According to Jean-Francois Mayer, a specialist on Swiss cults, Jouret spent years forming a galaxy of small mystical sects at the centre of which lay the Order of the Solar Temple. They operated under names such as the International Chivalrous Organisation of Solar Tradition, founded in 1984, and the Rose and the Cross, a title resonant of earlier traditions that combined the rose as a symbol of human perfection with the cross as a symbol of divine perfection.

One sect, the International Association of Arcadia Clubs of Science and Tradition, has 350 members world-wide, including 121 in Switzerland, Mr Mayer said. Two-thirds of the members are women. All the sects hold frequent seminars on spiritual themes as well as homeopathic medicine and macrobiotic foods.

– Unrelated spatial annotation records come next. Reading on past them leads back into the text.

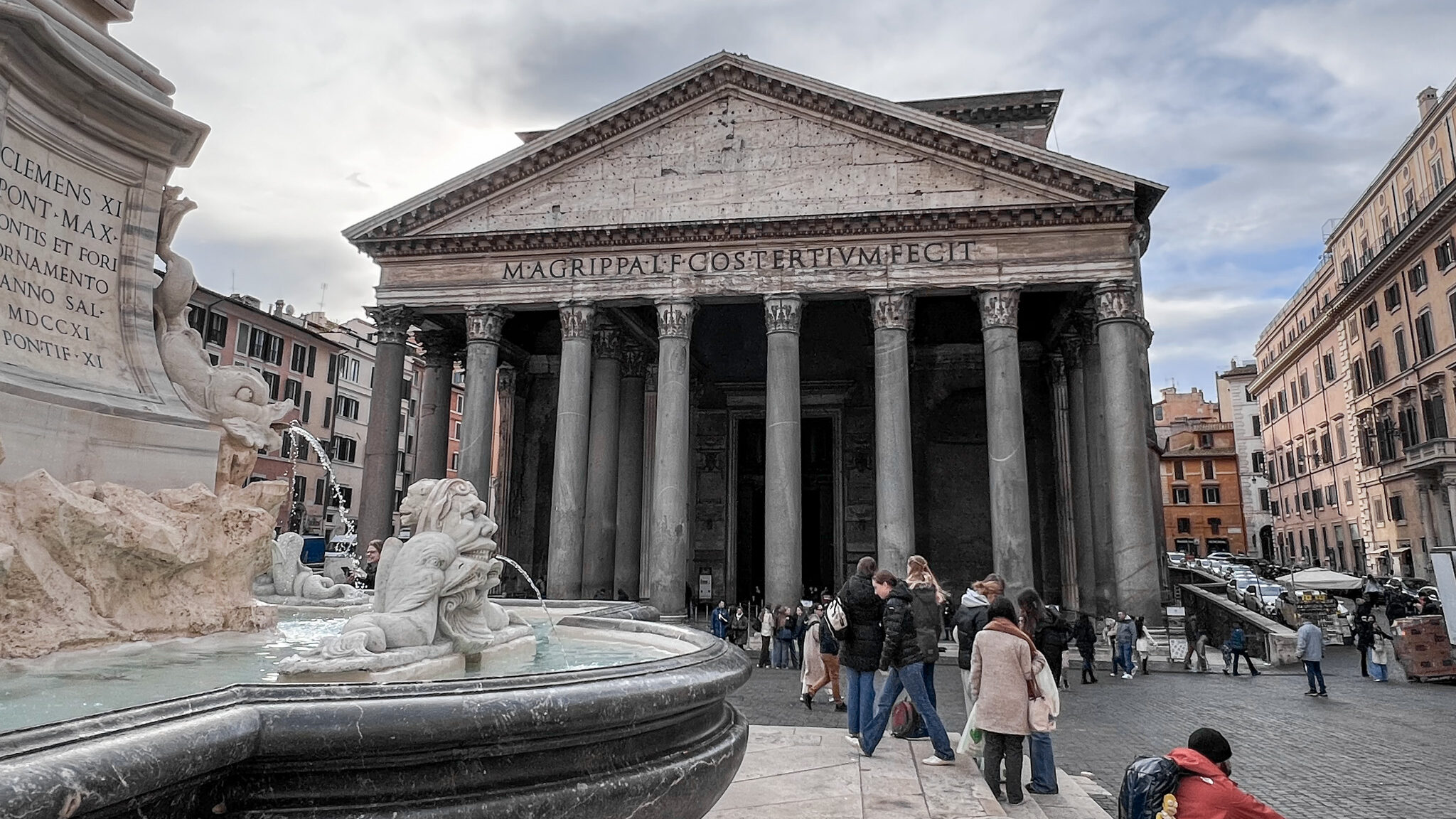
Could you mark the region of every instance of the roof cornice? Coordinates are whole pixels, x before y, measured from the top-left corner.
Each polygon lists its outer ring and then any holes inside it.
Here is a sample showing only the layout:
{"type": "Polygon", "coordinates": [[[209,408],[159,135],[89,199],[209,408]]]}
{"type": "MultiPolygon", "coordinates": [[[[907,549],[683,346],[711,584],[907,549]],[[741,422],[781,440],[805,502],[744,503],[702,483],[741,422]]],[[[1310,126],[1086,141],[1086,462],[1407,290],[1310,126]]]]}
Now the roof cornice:
{"type": "Polygon", "coordinates": [[[1134,200],[1146,220],[1165,187],[737,54],[719,52],[344,230],[355,245],[403,238],[725,87],[853,122],[1085,200],[1134,200]]]}

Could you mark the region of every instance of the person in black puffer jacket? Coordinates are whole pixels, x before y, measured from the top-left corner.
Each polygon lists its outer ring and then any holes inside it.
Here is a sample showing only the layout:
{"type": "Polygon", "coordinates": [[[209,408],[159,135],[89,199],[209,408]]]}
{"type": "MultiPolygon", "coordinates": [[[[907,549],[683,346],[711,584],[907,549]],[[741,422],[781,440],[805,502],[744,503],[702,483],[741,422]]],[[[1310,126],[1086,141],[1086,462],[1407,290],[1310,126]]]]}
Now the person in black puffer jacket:
{"type": "Polygon", "coordinates": [[[849,736],[855,739],[869,726],[875,714],[875,669],[879,667],[879,644],[885,638],[879,625],[885,602],[875,595],[869,580],[875,574],[875,558],[859,558],[855,576],[839,590],[849,627],[839,641],[839,667],[849,705],[849,736]]]}
{"type": "Polygon", "coordinates": [[[945,724],[936,714],[930,697],[925,691],[925,653],[916,640],[913,595],[903,580],[890,570],[881,568],[875,573],[875,595],[885,600],[885,640],[879,647],[879,670],[888,670],[884,689],[875,702],[875,717],[869,727],[859,734],[859,751],[865,756],[875,753],[879,737],[890,724],[890,711],[895,705],[900,691],[910,697],[910,702],[925,721],[925,730],[930,734],[930,746],[935,753],[925,758],[926,765],[954,765],[955,751],[951,748],[951,737],[945,734],[945,724]]]}

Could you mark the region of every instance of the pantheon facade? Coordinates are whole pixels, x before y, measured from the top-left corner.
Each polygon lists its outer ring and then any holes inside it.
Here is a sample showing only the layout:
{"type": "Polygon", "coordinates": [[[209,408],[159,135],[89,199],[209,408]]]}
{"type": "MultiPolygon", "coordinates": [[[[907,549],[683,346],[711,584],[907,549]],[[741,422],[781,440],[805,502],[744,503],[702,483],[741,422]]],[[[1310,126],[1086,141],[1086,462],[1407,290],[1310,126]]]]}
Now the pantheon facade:
{"type": "Polygon", "coordinates": [[[552,597],[791,603],[922,554],[951,590],[1155,614],[1165,188],[1047,150],[1060,96],[716,54],[349,227],[380,267],[361,539],[414,338],[415,477],[446,474],[463,361],[459,474],[552,597]]]}

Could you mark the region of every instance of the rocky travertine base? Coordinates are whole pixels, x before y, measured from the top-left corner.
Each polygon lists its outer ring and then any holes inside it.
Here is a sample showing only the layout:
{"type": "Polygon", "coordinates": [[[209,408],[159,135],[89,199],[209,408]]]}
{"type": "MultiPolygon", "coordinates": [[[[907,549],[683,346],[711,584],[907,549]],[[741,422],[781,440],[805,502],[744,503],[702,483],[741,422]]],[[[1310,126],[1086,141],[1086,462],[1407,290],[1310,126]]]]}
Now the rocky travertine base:
{"type": "Polygon", "coordinates": [[[287,495],[281,481],[147,494],[44,469],[0,484],[0,657],[271,627],[252,583],[287,495]]]}

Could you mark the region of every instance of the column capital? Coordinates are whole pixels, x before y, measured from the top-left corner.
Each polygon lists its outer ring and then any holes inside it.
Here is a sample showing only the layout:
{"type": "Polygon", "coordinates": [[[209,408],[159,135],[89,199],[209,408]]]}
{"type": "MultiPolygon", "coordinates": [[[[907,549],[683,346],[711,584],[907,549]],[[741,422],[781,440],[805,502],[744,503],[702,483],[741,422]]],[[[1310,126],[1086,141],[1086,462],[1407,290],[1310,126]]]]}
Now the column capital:
{"type": "Polygon", "coordinates": [[[641,345],[626,342],[622,345],[622,377],[639,379],[646,376],[646,351],[641,345]]]}
{"type": "Polygon", "coordinates": [[[977,293],[981,299],[981,329],[993,326],[1016,329],[1021,312],[1021,287],[997,287],[977,293]]]}
{"type": "Polygon", "coordinates": [[[622,358],[622,331],[610,321],[597,325],[591,334],[591,356],[594,358],[622,358]]]}
{"type": "Polygon", "coordinates": [[[427,367],[450,367],[460,356],[460,332],[451,329],[415,331],[415,342],[424,351],[427,367]]]}
{"type": "Polygon", "coordinates": [[[763,322],[769,332],[798,332],[804,318],[804,299],[796,293],[770,293],[763,297],[763,322]]]}
{"type": "Polygon", "coordinates": [[[558,305],[561,313],[561,340],[591,338],[591,331],[597,322],[597,309],[585,302],[563,302],[558,305]]]}
{"type": "Polygon", "coordinates": [[[874,293],[869,296],[869,321],[875,329],[904,329],[914,324],[914,293],[874,293]]]}
{"type": "Polygon", "coordinates": [[[364,307],[374,322],[376,340],[380,344],[405,344],[409,341],[409,325],[415,322],[415,310],[400,306],[364,307]]]}
{"type": "Polygon", "coordinates": [[[692,338],[693,312],[697,305],[692,299],[658,299],[657,302],[657,337],[658,338],[692,338]]]}
{"type": "Polygon", "coordinates": [[[466,341],[501,341],[501,329],[511,312],[491,305],[472,305],[464,310],[466,341]]]}

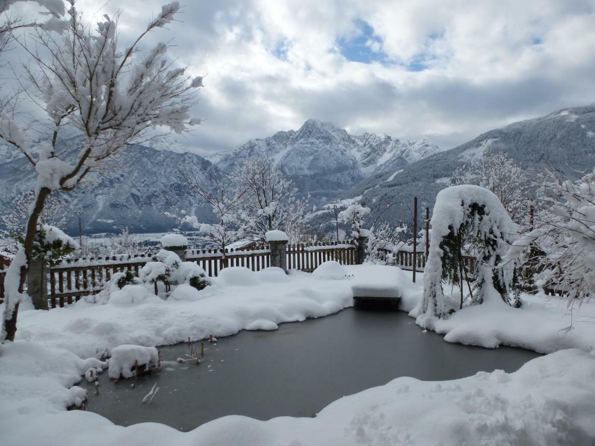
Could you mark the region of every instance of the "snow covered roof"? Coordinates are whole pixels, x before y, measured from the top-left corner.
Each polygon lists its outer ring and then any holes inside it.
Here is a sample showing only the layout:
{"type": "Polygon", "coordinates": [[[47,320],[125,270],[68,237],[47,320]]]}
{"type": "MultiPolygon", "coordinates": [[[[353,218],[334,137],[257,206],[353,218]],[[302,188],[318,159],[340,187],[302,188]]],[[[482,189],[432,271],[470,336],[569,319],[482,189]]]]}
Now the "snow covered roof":
{"type": "Polygon", "coordinates": [[[265,237],[267,238],[267,241],[287,241],[289,240],[287,234],[283,231],[276,229],[273,231],[267,231],[265,237]]]}

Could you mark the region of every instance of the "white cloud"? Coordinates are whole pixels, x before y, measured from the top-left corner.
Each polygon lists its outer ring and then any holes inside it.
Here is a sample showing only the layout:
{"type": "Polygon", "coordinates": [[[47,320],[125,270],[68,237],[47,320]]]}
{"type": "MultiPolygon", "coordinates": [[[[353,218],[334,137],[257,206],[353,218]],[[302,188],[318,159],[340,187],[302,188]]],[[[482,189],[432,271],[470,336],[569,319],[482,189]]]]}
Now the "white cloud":
{"type": "MultiPolygon", "coordinates": [[[[89,12],[101,4],[78,3],[89,12]]],[[[123,39],[144,27],[160,4],[121,6],[123,39]]],[[[190,2],[182,23],[151,39],[173,37],[179,62],[208,73],[196,111],[206,120],[186,140],[203,153],[309,118],[450,147],[595,100],[594,11],[593,0],[224,0],[190,2]],[[369,46],[390,63],[342,55],[337,42],[361,32],[358,20],[374,29],[380,40],[369,46]],[[420,61],[427,69],[408,70],[420,61]]]]}

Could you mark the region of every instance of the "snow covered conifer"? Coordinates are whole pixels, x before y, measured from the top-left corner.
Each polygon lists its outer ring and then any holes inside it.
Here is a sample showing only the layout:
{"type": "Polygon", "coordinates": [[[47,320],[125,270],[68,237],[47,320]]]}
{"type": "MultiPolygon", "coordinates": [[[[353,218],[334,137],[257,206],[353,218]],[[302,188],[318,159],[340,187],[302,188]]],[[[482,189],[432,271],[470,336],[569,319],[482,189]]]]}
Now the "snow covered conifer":
{"type": "Polygon", "coordinates": [[[180,10],[178,2],[164,6],[127,48],[118,43],[117,17],[104,15],[93,30],[82,20],[74,0],[67,3],[67,26],[60,30],[61,35],[52,32],[55,27],[36,28],[35,45],[23,42],[33,62],[26,66],[27,89],[43,107],[47,139],[33,150],[21,130],[31,123],[0,117],[0,138],[20,151],[37,174],[21,252],[7,273],[2,338],[14,338],[27,265],[48,197],[74,190],[89,172],[127,145],[149,137],[155,127],[179,133],[196,123],[190,108],[194,89],[202,82],[172,66],[165,43],[146,52],[140,48],[148,33],[172,22],[180,10]],[[82,136],[78,153],[68,159],[55,150],[65,127],[82,136]]]}
{"type": "Polygon", "coordinates": [[[364,218],[370,213],[370,208],[365,208],[359,203],[349,205],[346,209],[339,213],[339,221],[351,226],[351,237],[358,241],[362,235],[367,235],[368,231],[364,229],[364,218]]]}
{"type": "Polygon", "coordinates": [[[431,224],[424,294],[415,310],[420,325],[428,327],[432,318],[446,315],[441,281],[452,279],[453,271],[460,268],[461,240],[468,235],[477,241],[480,251],[471,304],[497,300],[518,306],[516,298],[510,296],[515,263],[502,261],[515,240],[518,227],[496,195],[470,185],[443,189],[436,197],[431,224]]]}

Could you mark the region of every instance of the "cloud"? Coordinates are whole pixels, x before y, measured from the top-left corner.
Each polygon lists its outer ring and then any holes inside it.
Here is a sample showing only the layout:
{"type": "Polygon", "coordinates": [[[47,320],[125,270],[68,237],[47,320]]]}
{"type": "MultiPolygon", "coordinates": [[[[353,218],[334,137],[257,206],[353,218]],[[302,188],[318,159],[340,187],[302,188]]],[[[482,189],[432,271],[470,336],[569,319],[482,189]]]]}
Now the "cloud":
{"type": "MultiPolygon", "coordinates": [[[[113,3],[77,5],[89,18],[113,3]]],[[[123,41],[160,5],[121,3],[123,41]]],[[[222,0],[190,2],[180,19],[149,42],[171,39],[179,63],[208,73],[205,125],[178,138],[201,153],[309,118],[449,147],[595,100],[592,0],[222,0]]]]}

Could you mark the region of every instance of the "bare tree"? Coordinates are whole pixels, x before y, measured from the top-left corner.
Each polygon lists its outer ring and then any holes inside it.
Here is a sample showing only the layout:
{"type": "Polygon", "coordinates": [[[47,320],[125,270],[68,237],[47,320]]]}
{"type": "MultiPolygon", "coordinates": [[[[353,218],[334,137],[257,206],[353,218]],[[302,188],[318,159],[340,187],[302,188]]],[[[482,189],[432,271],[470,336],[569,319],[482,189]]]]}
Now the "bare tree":
{"type": "Polygon", "coordinates": [[[23,43],[33,64],[27,65],[28,90],[46,115],[48,140],[33,150],[14,120],[2,121],[0,138],[21,152],[37,173],[35,199],[27,221],[25,237],[7,273],[6,305],[2,337],[12,340],[22,300],[27,265],[39,216],[48,197],[58,190],[71,191],[89,172],[127,145],[147,137],[151,127],[164,126],[181,133],[200,123],[191,118],[193,89],[202,77],[190,78],[184,69],[166,59],[167,45],[158,43],[146,53],[139,44],[153,30],[170,23],[180,10],[173,2],[164,6],[133,43],[120,48],[118,17],[104,15],[93,31],[81,20],[74,0],[67,2],[67,27],[62,34],[35,29],[33,47],[23,43]],[[40,50],[38,51],[37,48],[40,50]],[[61,130],[68,127],[82,135],[82,146],[73,159],[55,151],[61,130]]]}
{"type": "Polygon", "coordinates": [[[232,175],[223,176],[211,172],[199,175],[192,165],[180,167],[178,172],[181,182],[211,205],[217,222],[199,222],[195,215],[186,215],[184,211],[179,211],[177,215],[164,213],[198,230],[204,241],[216,245],[224,253],[227,246],[243,235],[245,225],[249,224],[237,216],[248,189],[237,187],[232,175]]]}
{"type": "Polygon", "coordinates": [[[265,155],[246,159],[232,177],[236,189],[246,191],[236,213],[246,222],[247,234],[264,241],[267,231],[301,232],[307,199],[298,198],[293,181],[273,159],[265,155]]]}
{"type": "Polygon", "coordinates": [[[525,256],[535,282],[568,293],[569,304],[595,294],[595,172],[572,182],[547,171],[537,189],[535,227],[511,249],[525,256]]]}

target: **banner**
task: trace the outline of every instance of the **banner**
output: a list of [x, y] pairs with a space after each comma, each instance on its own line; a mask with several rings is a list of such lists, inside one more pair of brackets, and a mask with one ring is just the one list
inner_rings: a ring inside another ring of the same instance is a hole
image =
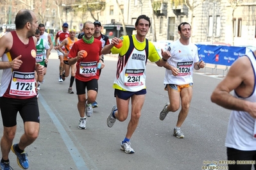
[[231, 66], [246, 53], [246, 47], [196, 44], [200, 60], [206, 63]]

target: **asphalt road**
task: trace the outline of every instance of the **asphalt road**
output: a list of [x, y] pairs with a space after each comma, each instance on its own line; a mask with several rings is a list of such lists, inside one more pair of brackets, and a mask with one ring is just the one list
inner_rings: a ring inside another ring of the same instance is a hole
[[[117, 62], [115, 58], [108, 56], [105, 61], [99, 80], [99, 107], [87, 118], [87, 128], [81, 130], [78, 128], [77, 95], [67, 93], [70, 77], [58, 82], [59, 60], [53, 50], [39, 91], [40, 134], [26, 149], [29, 169], [201, 169], [210, 162], [226, 160], [224, 143], [230, 111], [210, 100], [221, 79], [203, 73], [194, 75], [193, 97], [182, 127], [185, 138], [178, 139], [173, 133], [178, 111], [169, 113], [164, 121], [159, 120], [159, 112], [168, 101], [163, 85], [165, 70], [152, 63], [147, 66], [148, 93], [139, 126], [131, 139], [135, 153], [121, 151], [120, 142], [125, 136], [130, 116], [124, 122], [117, 121], [112, 128], [107, 126], [107, 118], [115, 104], [112, 86]], [[76, 92], [74, 84], [73, 89]], [[17, 119], [13, 143], [23, 133], [19, 116]], [[20, 169], [12, 151], [10, 160], [13, 169]]]

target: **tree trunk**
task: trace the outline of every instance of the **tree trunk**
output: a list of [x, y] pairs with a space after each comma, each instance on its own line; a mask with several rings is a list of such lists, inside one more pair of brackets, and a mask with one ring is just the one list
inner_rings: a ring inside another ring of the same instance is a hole
[[[124, 24], [124, 15], [122, 13], [122, 10], [120, 8], [120, 4], [118, 3], [118, 0], [116, 0], [116, 3], [118, 6], [118, 10], [119, 11], [119, 14], [121, 15], [121, 17], [122, 19], [122, 26], [123, 26], [123, 35], [126, 35], [127, 33], [126, 33], [126, 25]], [[119, 38], [119, 37], [118, 37]]]
[[152, 41], [157, 42], [157, 36], [155, 33], [155, 14], [154, 10], [152, 7], [152, 0], [148, 0], [148, 3], [149, 4], [149, 12], [151, 17], [151, 27], [152, 27]]

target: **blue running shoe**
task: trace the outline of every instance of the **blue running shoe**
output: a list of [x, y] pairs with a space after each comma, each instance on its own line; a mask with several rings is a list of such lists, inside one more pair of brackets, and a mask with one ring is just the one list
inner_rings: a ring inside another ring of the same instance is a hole
[[25, 153], [25, 151], [23, 151], [21, 153], [19, 153], [17, 152], [15, 150], [16, 146], [18, 144], [13, 144], [12, 146], [12, 151], [17, 156], [17, 162], [18, 163], [18, 165], [22, 169], [27, 169], [29, 167], [28, 165], [28, 160], [27, 158], [27, 155], [28, 154]]
[[13, 169], [10, 166], [10, 162], [1, 162], [1, 169], [2, 170], [10, 170]]
[[95, 101], [92, 104], [92, 108], [96, 108], [98, 107], [98, 103], [96, 101]]

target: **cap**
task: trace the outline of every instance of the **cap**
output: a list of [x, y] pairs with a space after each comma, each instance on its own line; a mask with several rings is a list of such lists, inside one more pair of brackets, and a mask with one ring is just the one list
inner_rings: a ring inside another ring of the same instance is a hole
[[95, 21], [93, 24], [94, 24], [94, 25], [98, 24], [98, 25], [99, 25], [100, 26], [101, 26], [101, 22], [99, 22], [99, 21], [98, 21], [98, 20]]
[[63, 24], [62, 26], [63, 27], [69, 27], [69, 24], [67, 24], [67, 22], [65, 22], [65, 23]]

A Salvan villager, Nelly Decaillet, described Jouret as a good, sweet man. 'He often talked about the survival of the planet. He also talked about some warriors in the Philippines, whom he said he had visited and brought to Switzerland.'

JOURET'S career as a cult activist started with the Reformed Order of the Temple, a sect he tried but failed to take over in 1981. After founding Solar Tradition, he moved to Canada in 1987, taking some followers with him. He published numerous pamphlets and gave lectures, all the while building up a stockpile of weapons.

It is open to doubt whether he believed his own theories of the imminent destruction of the planet and the survival of a predestined few. Several former cult members said he and di Mambro had often seemed more interested in laying their hands on cultists' money than in constructing a coherent theory of existence.

Certainly, the majority of Jouret's followers were relatively wealthy. One man, Bruno Klaus, sold his Swiss farm for pounds 190,000 and gave the money to Jouret. His wife, Rose-Marie, sued the cult and received a settlement of pounds 95,000 out of court.

In Quebec, police discovered that the Order of the Solar Temple had infiltrated the province's electric power company, Hydro-Quebec, where a number of bombings of transmission towers have taken place this year. Jouret was convicted of illegal possession of weapons in 1993, given a conditional discharge and fined pounds 500. His lawyer said this week that he had not seen Jouret in 15 months. But several witnesses say they saw Jouret and di Mambro enter one of the chalets at Salvan the day before the fires. Their control of the cult, even if it was less tyrannical and more open to challenge in recent months, makes it inconceivable that they could have been ignorant about the planned deaths.